Here’s an interesting note from UBS’ Andy Lees this morning:
Mexican steel maker Altos Hornos de Mexico (AHMSA) may return from a 12 year bankruptcy due to rising steel demand and prices. The 11 7/8% dollar notes jumped 21 cents in the last 5 months to 46.5 cents. “There’s an initial agreement, an initial understanding with creditors and they’re working this off”. It made USD34.1m in Q1 by cutting costs and buying iron ore from its own mines. “There’s no question that this company has the ability to service debt. The question is when they’ll do it” according to Barclays. AHMSA defaulted on USD1.9bnof debt back in 1999 so how come after 12 years the company is possibly on the verge of coming out of receivership?
According to the attached economics note on Mexico “labour costs differentials have compressed sharply in recent years vis-à-vis key competitors: Mexican manufacturing wages in dollar terms were three-and-a half times those of China only 10 years ago; they are now only marginally higher.”
So what’s happening in China that is creating this loss of competitiveness? Last April I postulated that it could be that China has reached an inflection point commonly known as the Lewis Turning Point:
Informed researchers are asking what happens to China based on the recent demographic shift from rural labour surplus to rural labour deficit. The answer may be slower growth and higher inflation, according to a paper released last month by China’s Center for Economic Research at Peking University. But other impacts may also be increased consumption and a deteriorating external balance.
It does seem likely that this is what is behind the increase in labour costs in China. But, no matter, the cost competitiveness – a major reason foreign manufacturers produce in China – is being eroded.
I’ve highlighted before that a US company was finding China no longer competitive and that it was looking at either shifting production to Vietnam or more likely bringing production back to the US, but this seems to be further evidence that China is losing its competitive position.
Back in January China said it will introduce collective wage negotiations in all enterprises over the next 3 years in a bid to reduce labour disputes after mediation organisations received about 406,000 labour dispute cases last year, an increase of 12.1% from 2009.

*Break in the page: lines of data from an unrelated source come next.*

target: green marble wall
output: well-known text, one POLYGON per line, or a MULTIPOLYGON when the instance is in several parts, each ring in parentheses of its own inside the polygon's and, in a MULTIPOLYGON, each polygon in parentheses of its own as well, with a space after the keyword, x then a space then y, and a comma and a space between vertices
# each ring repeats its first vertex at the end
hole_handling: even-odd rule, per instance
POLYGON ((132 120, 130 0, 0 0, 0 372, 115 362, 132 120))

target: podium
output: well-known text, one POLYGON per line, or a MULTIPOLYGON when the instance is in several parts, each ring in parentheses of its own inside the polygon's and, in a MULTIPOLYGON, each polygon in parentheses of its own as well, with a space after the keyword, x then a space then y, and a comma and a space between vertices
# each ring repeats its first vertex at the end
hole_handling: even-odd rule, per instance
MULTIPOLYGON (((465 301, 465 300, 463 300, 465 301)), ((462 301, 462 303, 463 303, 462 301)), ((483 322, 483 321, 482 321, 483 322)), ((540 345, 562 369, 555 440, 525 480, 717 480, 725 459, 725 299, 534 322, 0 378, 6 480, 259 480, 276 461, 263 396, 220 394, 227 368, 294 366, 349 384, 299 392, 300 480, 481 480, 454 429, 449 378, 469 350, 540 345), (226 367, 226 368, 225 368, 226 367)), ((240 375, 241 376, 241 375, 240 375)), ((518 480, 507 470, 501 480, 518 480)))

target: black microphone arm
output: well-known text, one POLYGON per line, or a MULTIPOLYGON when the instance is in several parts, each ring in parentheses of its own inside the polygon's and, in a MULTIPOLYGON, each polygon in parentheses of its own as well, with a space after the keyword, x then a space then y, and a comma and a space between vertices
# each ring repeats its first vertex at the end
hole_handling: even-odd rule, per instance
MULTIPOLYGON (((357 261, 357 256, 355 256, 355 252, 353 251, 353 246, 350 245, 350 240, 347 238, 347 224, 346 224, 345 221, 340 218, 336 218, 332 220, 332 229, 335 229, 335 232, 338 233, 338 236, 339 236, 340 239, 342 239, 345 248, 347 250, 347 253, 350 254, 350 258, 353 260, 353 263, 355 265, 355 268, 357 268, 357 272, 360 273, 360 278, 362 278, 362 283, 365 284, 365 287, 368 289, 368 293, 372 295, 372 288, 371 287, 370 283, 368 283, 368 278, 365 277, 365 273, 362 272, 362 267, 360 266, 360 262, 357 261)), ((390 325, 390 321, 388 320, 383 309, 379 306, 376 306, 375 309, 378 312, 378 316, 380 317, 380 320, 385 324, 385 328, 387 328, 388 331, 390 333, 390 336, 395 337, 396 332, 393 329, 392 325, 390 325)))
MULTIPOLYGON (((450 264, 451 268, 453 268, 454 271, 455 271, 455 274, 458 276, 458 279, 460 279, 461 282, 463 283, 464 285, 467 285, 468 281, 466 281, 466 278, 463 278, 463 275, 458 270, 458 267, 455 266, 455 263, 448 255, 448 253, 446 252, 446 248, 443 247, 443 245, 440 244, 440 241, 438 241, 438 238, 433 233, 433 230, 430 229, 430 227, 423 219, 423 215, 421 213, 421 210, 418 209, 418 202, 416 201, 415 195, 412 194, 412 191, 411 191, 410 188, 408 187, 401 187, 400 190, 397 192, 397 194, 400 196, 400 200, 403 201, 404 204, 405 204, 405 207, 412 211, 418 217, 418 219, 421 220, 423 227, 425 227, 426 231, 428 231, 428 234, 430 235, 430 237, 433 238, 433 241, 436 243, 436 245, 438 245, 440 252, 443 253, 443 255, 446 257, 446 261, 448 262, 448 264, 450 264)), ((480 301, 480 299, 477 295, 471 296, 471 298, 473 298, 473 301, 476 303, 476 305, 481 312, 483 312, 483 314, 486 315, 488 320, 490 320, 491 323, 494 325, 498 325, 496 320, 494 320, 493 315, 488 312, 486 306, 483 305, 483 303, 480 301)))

He says that economists are beginning to think about replacing labour with capital as a labour arbitrage, something we have already seen as a major factor in suppressing wage gains in developed economies. This is also in line with what economists say developing nations need to do to counteract the problem. More importantly, developing economies that reach this juncture must move up the industrial ladder to production of higher value-added goods or they will see their export competitiveness severely eroded. The problem with these strategies is that it they may be energy and resource-intensive, Andy says. So there are no easy fixes to the Lewis Turning Point conundrum.
He concludes on this troubling note, which is very much in line with what I wrote over a year ago:
China’s trade surplus had deteriorated steadily since 2008 and I think will continue to do so. We know that Japan has been running on and off a trade surplus with China over the last 12 months for the first time since China’s massive (66%) currency devaluation in 1993. I wouldn’t say that we should be dumping China, but I think that China’s factor mobilisation story has gone past its peak and is now going to increasingly struggle to compete in the outside world.